António Aguilar
- Born: António Maria Maurício de Aguilar 6 July 1978 (age 47) Lisbon
- Height: 1.92 m (6 ft 4 in)
- Weight: 104 kg (229 lb)

Rugby union career
- Position(s): Fullback, Wing

International career
- Years: Team / Apps / (Points)
- 1999–2014: Portugal / 84 / (120)

= António Aguilar (rugby union) =

Portuguese rugby union player (born 1978)

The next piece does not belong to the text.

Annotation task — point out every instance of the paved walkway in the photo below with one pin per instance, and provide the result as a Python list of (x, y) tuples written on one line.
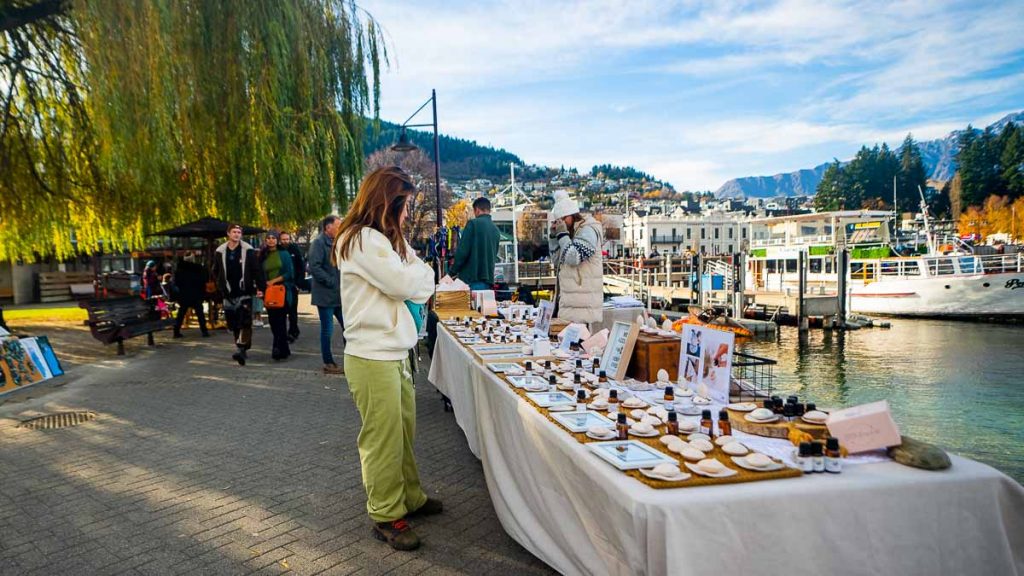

António Maria Maurício de Aguilar (born 6 July 1978 in Lisbon) is a former Portuguese rugby union player. He played as a wing.

==Career==
Aguilar played in Grupo Desportivo Direito. After being National Champion twice in his first two senior seasons, he moved to Mont-de-Marsan, a second division French rugby club. He played in France for 2 years and then went back to Direito. He plays for Tarbes Pyrénées Rugby since 2007/08.

Aguilar had 84 caps for Portugal, from 1999 to 2014, scoring 24 tries, 120 points on aggregate. He was European Sevens Champion and European Champion of the Six Nations B, in 2004. He was a member of the Portuguese squad at the 2007 Rugby World Cup finals, playing three games and remaining scoreless.